Last week, Goldman Sachs and MetLife announced that they plan to publicly disclose the gender and racial breakdowns of their staffs later this year.
The move is coming after some hounding by New York City's public pension funds, which hold large stakes in MetLife and Goldman Sachs. The pension fund heads want the data, they say, because diversity leads to better company performance, which leads to better shareholder returns.
I applaud both MetLife and Goldman Sachs for agreeing to release their data. (Omnicom, a giant of the advertising world — an industry with its own diversity and gender issues; see, for example, "Mad Men" — refused.) But I had to wonder: what difference will it make?
It's already well-known that the insurance industry is largely white and mostly male. While minorities and women have made a few inroads, they're still the exception to the rule, novelties trotted out by companies when they want to prove that, ahem, actually, they don't have a diversity problem. (If I ate pizza for every meal, every single day, except Tuesdays, would that mean I don't have a pizza problem?)

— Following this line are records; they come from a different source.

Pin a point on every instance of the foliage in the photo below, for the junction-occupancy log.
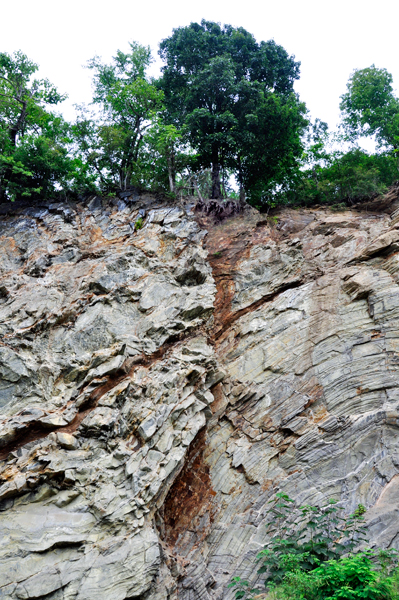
(341, 178)
(139, 223)
(370, 107)
(311, 556)
(111, 139)
(34, 157)
(234, 100)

It's also hard to believe the data release will mean anything significant to shareholders. Most investors are able to get over, say, the fact that companies like BP and Exxon are generating huge returns by trampling our environment. I'm sure they'll recover from the news that these historically white, male insurance and finance companies they've invested in are — gasp! — still white and male.
If the pension funds wanted the data to make a real impact, they'd insist that ages be disclosed as well. Don't get me wrong. I'm a fan of equal employment opportunities. But the real white problem insurance companies have is that there's too much of it on their executives' heads.
We've written lots about the aging insurance workforce and the fact that young people just aren't interested in the field today. Among the few who do enter the industry, most will fail. There's a real chance that, if that doesn't change, there won't be anyone — female or male, white or otherwise — to take over for those insurance company execs once they retire.